Implementing Large Language Models from Scratch: The Learning and Practice Journey of the LLMPractice Project

This article introduces the LLMPractice project, an open-source project on GitHub by kelan5111. It aims to help learners gain an in-depth understanding of the working principles and implementation details of LLMs by implementing each component of a large language model through hands-on coding. The project adopts a 'learn-by-doing' approach, allowing learners to shift from calling APIs to mastering underlying mechanisms, laying the foundation for innovation. Original project link: https://github.com/kelan5111/LLMPractice, published on May 29, 2026.

Large language models like GPT and Claude have become popular technologies in the AI field, but they remain a 'black box' for most learners. The LLMPractice project helps learners through a combination of reading textbooks and hands-on code implementation:

1. Gain an in-depth understanding of core concepts such as attention mechanisms and Transformer architecture
2. Master model training techniques and engineering practices
3. Develop an intuitive understanding of model behavior
4. Lay the foundation for future innovation This 'learn-by-doing' method is a classic path to understanding complex technologies.

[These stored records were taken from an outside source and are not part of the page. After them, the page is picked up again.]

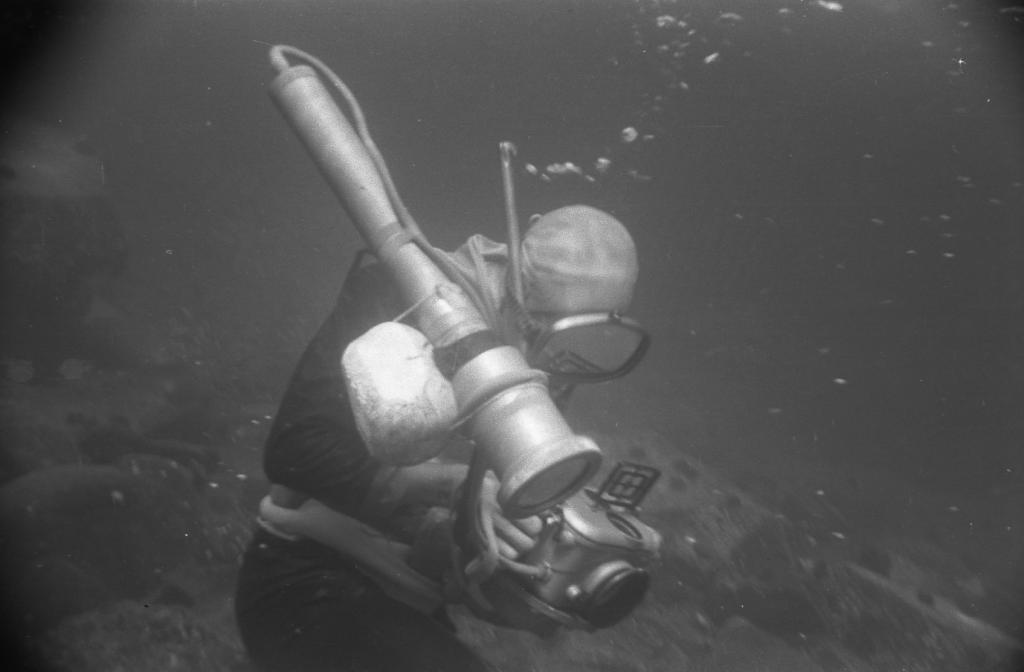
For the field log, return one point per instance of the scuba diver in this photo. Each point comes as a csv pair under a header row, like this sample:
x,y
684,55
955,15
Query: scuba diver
x,y
301,605
364,540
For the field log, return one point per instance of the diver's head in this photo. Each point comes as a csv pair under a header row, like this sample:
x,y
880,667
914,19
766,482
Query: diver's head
x,y
579,268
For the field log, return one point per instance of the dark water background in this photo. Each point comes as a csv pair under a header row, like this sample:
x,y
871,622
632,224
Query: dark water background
x,y
830,238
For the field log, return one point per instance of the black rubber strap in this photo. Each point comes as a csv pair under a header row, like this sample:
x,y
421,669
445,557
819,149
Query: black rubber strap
x,y
451,358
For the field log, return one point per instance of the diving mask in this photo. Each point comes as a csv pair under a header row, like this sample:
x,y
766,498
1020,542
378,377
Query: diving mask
x,y
587,347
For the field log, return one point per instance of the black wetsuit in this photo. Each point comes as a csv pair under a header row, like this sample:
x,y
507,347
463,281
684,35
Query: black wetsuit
x,y
302,606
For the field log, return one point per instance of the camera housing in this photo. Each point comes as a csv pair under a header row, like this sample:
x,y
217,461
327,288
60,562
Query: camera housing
x,y
590,565
597,560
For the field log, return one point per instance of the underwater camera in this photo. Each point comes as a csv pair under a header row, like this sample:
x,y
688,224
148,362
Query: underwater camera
x,y
589,568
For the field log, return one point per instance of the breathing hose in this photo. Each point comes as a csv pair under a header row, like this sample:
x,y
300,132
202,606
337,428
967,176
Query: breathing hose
x,y
280,63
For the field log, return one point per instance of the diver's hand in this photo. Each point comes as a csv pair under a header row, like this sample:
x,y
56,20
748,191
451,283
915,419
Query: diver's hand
x,y
515,537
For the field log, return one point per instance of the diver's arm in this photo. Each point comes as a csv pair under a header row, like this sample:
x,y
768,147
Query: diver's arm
x,y
313,447
428,484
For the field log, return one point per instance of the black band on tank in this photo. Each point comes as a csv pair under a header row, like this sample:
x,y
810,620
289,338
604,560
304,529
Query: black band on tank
x,y
451,358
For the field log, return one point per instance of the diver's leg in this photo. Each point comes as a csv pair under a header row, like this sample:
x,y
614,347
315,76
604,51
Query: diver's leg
x,y
300,609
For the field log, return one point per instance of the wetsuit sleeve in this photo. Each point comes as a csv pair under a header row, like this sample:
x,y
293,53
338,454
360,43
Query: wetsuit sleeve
x,y
313,446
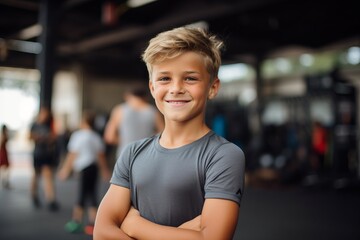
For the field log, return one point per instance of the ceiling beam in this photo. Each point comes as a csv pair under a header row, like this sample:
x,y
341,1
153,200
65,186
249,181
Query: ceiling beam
x,y
189,14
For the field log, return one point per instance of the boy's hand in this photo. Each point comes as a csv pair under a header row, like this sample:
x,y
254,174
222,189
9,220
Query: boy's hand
x,y
193,224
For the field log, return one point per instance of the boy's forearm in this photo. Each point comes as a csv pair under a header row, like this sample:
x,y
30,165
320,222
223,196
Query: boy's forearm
x,y
110,233
146,230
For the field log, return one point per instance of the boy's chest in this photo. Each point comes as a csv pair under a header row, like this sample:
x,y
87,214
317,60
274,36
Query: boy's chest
x,y
162,173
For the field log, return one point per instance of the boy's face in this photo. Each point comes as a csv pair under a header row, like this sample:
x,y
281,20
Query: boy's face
x,y
181,87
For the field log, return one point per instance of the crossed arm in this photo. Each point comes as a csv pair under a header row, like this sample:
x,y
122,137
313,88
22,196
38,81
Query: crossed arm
x,y
117,220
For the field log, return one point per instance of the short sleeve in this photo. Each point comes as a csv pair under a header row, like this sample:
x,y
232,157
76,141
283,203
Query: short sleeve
x,y
225,174
121,173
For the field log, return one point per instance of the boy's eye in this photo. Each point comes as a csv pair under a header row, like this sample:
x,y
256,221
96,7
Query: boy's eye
x,y
190,79
162,79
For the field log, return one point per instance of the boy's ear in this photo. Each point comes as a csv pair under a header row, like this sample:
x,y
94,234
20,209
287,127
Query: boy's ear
x,y
151,87
214,88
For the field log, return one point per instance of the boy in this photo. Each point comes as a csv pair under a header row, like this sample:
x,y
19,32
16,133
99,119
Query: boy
x,y
187,182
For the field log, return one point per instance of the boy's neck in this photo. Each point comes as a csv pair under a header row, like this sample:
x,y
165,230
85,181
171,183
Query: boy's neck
x,y
174,136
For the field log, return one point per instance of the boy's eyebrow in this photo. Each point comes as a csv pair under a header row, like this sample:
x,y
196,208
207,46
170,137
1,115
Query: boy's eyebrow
x,y
187,72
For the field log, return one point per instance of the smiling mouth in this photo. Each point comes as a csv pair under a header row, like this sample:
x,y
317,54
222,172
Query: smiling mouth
x,y
177,101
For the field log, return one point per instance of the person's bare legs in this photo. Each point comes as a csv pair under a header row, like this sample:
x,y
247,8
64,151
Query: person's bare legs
x,y
49,189
78,213
34,187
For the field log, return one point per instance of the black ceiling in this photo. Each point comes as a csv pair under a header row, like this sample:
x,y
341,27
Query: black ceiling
x,y
248,27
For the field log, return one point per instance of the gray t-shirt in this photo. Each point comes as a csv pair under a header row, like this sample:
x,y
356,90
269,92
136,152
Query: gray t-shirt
x,y
169,186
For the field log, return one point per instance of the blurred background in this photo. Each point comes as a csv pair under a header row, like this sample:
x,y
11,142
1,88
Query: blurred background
x,y
289,98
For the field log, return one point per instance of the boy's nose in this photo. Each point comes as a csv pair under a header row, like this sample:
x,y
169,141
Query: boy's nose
x,y
177,87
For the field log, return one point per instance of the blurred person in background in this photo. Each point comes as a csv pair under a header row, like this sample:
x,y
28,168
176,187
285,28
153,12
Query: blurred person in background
x,y
4,159
44,158
86,155
132,120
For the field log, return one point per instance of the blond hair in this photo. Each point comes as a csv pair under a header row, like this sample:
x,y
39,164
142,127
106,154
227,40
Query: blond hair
x,y
172,43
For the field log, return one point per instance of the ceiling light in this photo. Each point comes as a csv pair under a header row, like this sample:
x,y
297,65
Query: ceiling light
x,y
138,3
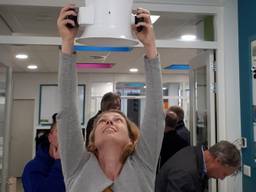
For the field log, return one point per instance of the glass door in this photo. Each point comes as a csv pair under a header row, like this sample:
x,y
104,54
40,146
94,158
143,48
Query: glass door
x,y
202,102
5,90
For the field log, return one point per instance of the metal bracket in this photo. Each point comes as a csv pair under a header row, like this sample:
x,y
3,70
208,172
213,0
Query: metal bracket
x,y
243,142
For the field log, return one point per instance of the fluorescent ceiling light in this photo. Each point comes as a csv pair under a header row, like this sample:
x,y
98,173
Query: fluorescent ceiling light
x,y
133,70
188,37
21,56
94,65
154,18
32,67
102,49
135,84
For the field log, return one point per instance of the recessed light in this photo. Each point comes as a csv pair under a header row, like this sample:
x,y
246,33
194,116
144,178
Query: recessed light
x,y
188,37
154,18
21,56
133,70
32,67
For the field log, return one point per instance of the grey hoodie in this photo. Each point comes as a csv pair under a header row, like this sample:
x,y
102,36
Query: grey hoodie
x,y
81,170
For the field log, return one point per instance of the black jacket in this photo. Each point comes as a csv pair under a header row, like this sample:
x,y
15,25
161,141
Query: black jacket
x,y
172,143
183,172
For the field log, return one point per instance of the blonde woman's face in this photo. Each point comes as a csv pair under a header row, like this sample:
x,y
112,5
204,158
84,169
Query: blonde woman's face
x,y
111,127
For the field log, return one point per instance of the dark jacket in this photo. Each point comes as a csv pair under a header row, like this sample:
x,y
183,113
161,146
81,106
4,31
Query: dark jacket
x,y
182,131
89,126
43,173
172,143
183,172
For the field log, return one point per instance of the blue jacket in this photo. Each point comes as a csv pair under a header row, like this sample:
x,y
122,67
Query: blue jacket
x,y
43,173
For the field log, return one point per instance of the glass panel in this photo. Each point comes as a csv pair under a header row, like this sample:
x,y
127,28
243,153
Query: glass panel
x,y
253,60
201,106
133,98
98,89
3,76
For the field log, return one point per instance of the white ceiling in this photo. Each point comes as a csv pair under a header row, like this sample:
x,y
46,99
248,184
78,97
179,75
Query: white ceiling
x,y
40,20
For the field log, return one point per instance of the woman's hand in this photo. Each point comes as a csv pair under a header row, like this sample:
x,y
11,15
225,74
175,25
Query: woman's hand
x,y
54,151
146,36
67,34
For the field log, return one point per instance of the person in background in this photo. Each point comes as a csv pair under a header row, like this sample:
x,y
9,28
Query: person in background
x,y
181,129
109,101
172,142
43,173
189,169
121,157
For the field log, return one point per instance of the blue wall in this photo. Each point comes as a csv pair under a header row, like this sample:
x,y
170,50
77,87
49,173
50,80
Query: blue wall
x,y
247,33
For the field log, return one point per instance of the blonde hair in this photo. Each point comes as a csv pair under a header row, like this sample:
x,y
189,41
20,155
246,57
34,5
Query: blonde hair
x,y
133,132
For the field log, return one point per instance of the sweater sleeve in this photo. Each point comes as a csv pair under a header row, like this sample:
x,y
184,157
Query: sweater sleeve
x,y
152,127
72,148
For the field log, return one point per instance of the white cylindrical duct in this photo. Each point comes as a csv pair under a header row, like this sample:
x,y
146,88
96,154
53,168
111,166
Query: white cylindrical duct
x,y
106,23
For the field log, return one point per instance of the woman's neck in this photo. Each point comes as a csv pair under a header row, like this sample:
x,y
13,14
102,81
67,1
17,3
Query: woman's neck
x,y
110,161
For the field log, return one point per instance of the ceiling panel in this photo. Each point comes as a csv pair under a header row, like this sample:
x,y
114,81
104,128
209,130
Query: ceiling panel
x,y
41,21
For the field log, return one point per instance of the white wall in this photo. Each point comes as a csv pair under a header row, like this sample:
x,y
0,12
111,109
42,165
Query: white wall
x,y
26,85
229,119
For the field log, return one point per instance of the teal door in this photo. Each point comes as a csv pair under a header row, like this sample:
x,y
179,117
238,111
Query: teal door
x,y
247,53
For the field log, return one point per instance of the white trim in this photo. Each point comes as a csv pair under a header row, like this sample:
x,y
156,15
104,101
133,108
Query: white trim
x,y
39,40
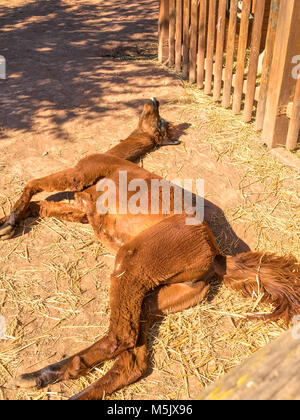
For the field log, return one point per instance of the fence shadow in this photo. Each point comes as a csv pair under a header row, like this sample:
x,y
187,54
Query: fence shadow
x,y
54,59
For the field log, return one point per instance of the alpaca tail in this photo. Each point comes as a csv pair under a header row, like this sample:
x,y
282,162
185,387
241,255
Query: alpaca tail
x,y
268,278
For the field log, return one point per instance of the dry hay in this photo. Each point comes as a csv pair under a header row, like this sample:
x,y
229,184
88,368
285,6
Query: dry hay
x,y
54,280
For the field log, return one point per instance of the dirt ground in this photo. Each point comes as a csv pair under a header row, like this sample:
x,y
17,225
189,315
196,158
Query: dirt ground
x,y
77,75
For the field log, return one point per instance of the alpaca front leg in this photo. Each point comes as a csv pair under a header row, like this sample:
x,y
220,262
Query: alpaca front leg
x,y
132,364
122,335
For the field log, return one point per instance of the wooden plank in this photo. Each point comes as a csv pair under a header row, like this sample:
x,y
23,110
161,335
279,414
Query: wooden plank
x,y
163,31
172,23
221,25
193,42
210,46
243,38
186,38
201,43
265,76
272,373
294,127
230,54
282,85
179,26
254,57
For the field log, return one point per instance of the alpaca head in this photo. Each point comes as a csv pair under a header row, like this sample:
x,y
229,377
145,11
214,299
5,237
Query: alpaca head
x,y
151,123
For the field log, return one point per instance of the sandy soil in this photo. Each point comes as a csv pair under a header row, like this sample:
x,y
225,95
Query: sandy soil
x,y
78,72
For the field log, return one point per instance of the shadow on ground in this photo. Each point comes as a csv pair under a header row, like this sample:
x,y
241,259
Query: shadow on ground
x,y
54,53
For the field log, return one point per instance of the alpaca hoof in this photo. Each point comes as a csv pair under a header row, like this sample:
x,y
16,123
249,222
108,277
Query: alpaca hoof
x,y
25,382
39,379
7,230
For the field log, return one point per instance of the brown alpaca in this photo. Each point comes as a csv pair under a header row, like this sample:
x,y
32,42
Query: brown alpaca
x,y
162,265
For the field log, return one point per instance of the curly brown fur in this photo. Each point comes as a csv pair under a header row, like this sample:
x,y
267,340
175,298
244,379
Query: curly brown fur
x,y
276,278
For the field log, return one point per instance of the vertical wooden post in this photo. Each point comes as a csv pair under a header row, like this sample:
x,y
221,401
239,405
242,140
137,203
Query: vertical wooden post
x,y
186,38
201,43
193,44
294,127
221,25
230,54
163,31
239,79
178,45
254,56
172,33
265,76
210,46
282,84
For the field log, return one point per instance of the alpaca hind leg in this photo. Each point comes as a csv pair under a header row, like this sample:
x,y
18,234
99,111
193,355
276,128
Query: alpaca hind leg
x,y
83,175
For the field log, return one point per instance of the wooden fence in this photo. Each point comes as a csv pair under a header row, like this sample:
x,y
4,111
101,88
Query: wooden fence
x,y
220,45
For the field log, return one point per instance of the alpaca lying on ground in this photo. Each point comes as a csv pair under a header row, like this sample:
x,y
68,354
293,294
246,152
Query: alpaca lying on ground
x,y
163,264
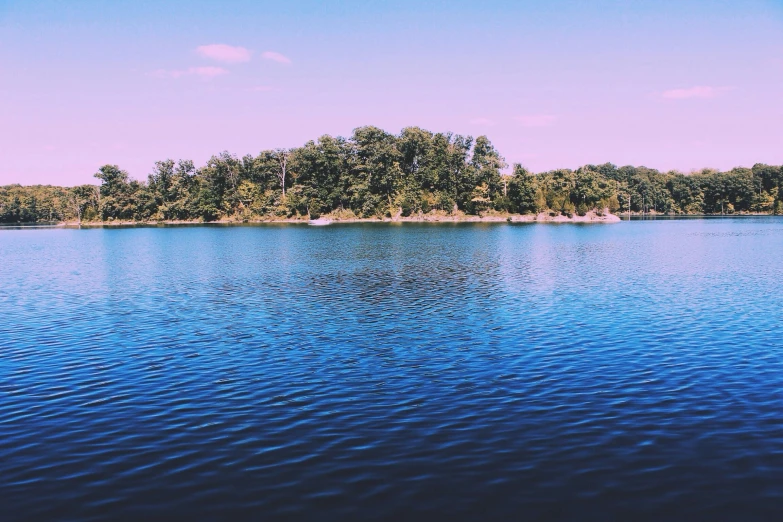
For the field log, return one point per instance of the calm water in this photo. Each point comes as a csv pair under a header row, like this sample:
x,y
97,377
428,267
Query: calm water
x,y
380,371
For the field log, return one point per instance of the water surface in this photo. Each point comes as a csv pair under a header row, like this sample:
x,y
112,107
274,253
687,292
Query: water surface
x,y
386,371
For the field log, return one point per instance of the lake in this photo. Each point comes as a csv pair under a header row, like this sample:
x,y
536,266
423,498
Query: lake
x,y
469,371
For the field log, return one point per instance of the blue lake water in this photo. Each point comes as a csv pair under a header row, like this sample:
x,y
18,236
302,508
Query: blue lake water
x,y
476,371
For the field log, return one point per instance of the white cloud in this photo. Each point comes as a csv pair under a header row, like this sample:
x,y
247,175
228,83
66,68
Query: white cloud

A complete LLM consists of multiple key components. The project covers the following implementation content:

1. Word Embedding

Convert text symbols into continuous vectors, including One-hot encoding, dense embedding, positional encoding, and subword tokenization (BPE, etc.)

2. Attention Mechanism

The core of Transformer, including self-attention, multi-head attention, scaled dot-product attention, and masked attention

3. Transformer Architecture

Composed of encoder/decoder, including feed-forward networks, layer normalization, residual connections, and Dropout

4. Training Process

Data preparation (corpus cleaning, tokenization), training loop (forward/backward propagation, optimizer), training techniques (gradient clipping, mixed precision)

5. Inference Generation

Greedy decoding, random sampling, Temperature adjustment, Top-k/Top-p sampling

Recommended learning path to follow the project:

Stage 1: Basic Preparation

Review deep learning fundamentals (PyTorch/TensorFlow), understand neural network forward/backward propagation, and familiarize yourself with NLP basics

Stage 2: Core Implementation

Start with n-gram models → word embedding layer → attention mechanism → assemble Transformer layers

Stage 3: Training and Optimization

Prepare small-scale datasets → implement training loops and evaluation → debug and optimize performance → experiment with hyperparameters

Stage 4: Expansion and Deepening

Read classic papers (GPT, BERT) → compare with official implementations → add new features (LoRA, quantization) → participate in community discussions

Resources referenced by the project: Textbooks:

• Deep Learning (Goodfellow et al.)
• Dive into Deep Learning (Li Mu)
• Natural Language Processing with Transformers (Hugging Face) Papers:
• Attention Is All You Need
• GPT-1/2 papers
• Llama papers Online Resources:
• Andrej Karpathy's 'Let’s build GPT from scratch' video
• Hugging Face Transformers source code
• PyTorch official tutorials

Common challenges and solutions encountered during LLM implementation:

Numerical Stability

Problem: Gradient vanishing/explosion → Solutions: Layer normalization, residual connections, gradient clipping, weight initialization

Memory Limitations

Problem: Insufficient GPU memory → Solutions: Gradient accumulation, mixed precision training, checkpointing activations, parallel training

Training Efficiency

Problem: Long training time → Solutions: GPU/TPU, optimized data loading, distributed training, PyTorch 2.0 compilation

Value of the LLMPractice project:

1. Lower learning barriers by providing runnable code
2. Promote knowledge dissemination; open-source sharing benefits more people
3. Cultivate engineering capabilities through complete training from theory to practice
4. Stimulate innovation; understanding the underlying layers makes it easier to propose improvements Summary suggestions: Follow the project to reproduce step by step, read relevant textbooks and papers, be brave to experiment and debug, and participate in community discussions. Remember: The insights gained from implementing an LLM by hand (even a simple one) far exceed those from using ready-made models.